Vatican officials had previously stressed that married Anglican priests would be allowed to remain in the priesthood on a case-by-case basis as they join the Roman Catholic fold.

Still, the Vatican's decision to allow Anglicans to keep some aspects of their liturgy and identity had raised questions over whether the Roman Catholic requirement for celibacy might change.

On Monday, the Vatican reaffirmed its resolve to leave the celibacy requirement unchanged.

"The possibility envisioned by the Apostolic Constitution for some married clergy within the personal ordinariates does not signify any change in the Church's discipline of clerical celibacy," the Vatican said.

It praised priestly celibacy as "a sign and a stimulus for pastoral charity."

Apparently seeking to squash any speculation that Rome had been courting the disaffected Anglicans, the Vatican said the "Holy Spirit" inspired Anglicans to "petition repeatedly and insistently to be received into full Catholic communion" individually and as a group.

The Vatican also sought to justify setting up new structures to accommodate any Anglican desire to convert.

Simply assimilating Anglicans in existing dioceses would have led to the "loss of the richness of their Anglican tradition," the Vatican said.

Allowing them to keep liturgical, spiritual and pastoral traditions, with Vatican approval, brings the Catholic church "a precious gift," the new document said.

The rules also confirmed statements by Vatican officials that while married Anglican bishops could be ordained as priests after converting to Roman Catholicism, they will lose bishop's rank.

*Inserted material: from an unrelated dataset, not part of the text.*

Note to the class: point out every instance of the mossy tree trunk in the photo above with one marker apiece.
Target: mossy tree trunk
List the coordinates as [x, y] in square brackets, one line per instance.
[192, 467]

But Rome said these former bishops could be invited to participate in meetings of local Catholic bishops' conferences "with the equivalent status of a retired bishop."

Without elaborating on the theology involved, the new rules said "many doctrinal questions have had to be addressed, and such questions will continue to arise" as the Anglican converts join their Roman Catholic brothers.

Pope Benedict XVI, at the helm of a 1.1 billion member Church, has made it a priority of papacy to press for unity of all Christians, including the 77 million-strong Anglican communion worldwide.

Both the Vatican and the Anglican Church have pledged to continue unity efforts.

The Vatican's reaching out to the would-be converts doesn't "deflect" the Church of England from its "long-standing commitment to seeking the unity of all the Churches, including the Roman Catholic church," said the Rt. Rev. Christopher Hill, bishop of Guildford, England, and chairman of the Church of England's Council for Christian Unity.

The Church of England was established in 1534 when English monarch Henry VIII was refused a marriage annulment by Rome.